Eventually, and extremely reluctantly, Angela does leave her home. Soderbergh uses every trick he's got to convey the overwhelming, unmoored sensation the character feels as she navigates the outdoors, and he does a terrific job. This is where the one-room thriller becomes a worldwide conspiracy, with bad-acting strangers and black vans around seemingly every corner. She's determined to venture to her company's headquarters and present her evidence, but the people behind the crime are increasingly aware of her activities — and use every bit of tech they can to track her down and stop the truth from getting out.
This is where Soderbergh employs modern technology paranoia to great effect. Our cell phones allow the bad guys to track us, sure, but how do they have our retinal scan? When we agreed to their voluminous terms and conditions, what did we really give them permission to collect? And what about "Kimi," the voice-activated assistant hub in our homes? What is she listening to, how much is she recording, and is she an obtrusive spy, or a possible savior in a moment of desperation?
Social distancing
Unfortunately, this is also around the time that Soderbergh drops the ball. Filmmaking is such a group effort, with everyone so dependent on everyone else doing their job perfectly, that it's hard to believe any movie ever works.
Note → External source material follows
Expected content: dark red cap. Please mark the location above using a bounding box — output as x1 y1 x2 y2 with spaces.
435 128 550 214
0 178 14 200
But, likely long after Kravitz finished her masterful job on set, Soderbergh (admittedly and undoubtedly, one of the greatest filmmakers of his generation) seems to have made a series of poor post-production choices that takes a hard left from riveting thriller to Redbox-rental-co-starring-Bruce-Willis territory.
The ominous murderers, up until now shadowy, intimidating figures, suddenly become the stumbling, fuming Wet Bandits from "Home Alone." The cutaway scenes, with bad actors handing each other envelopes containing crypto currency payoffs and lamenting "Crazy times, the world these days. It bums me out, to be honest," are clunky and poorly cast. The big showdown is punctuated with a perky, upbeat score that sounds like it belongs in a children's fantasy film, not under footage of a man pointing a gun in someone's face. Through clunky editorial choices and unlikely action choreography, these men who once seemed so foreboding become "America's Dumbest Criminals" rejects taken down by the Beastie Boys. They don't even have enough common sense to unplug the Kimi of someone that they need to murder because they forgot to unplug the Kimi of the last person they murdered.
Which is a shame, because "Kimi" is so effective for the overwhelming majority of its running time. And to be fair, De Palma's early '80s Hitchcockian masterpieces ("Body Double," "Dressed to Kill") also had a tendency to slather themselves in enough B-movie trappings to nearly overwhelm the audience's ability to take them seriously. So in a way, even the disappointing conclusion of "Kimi" feels like a throwback.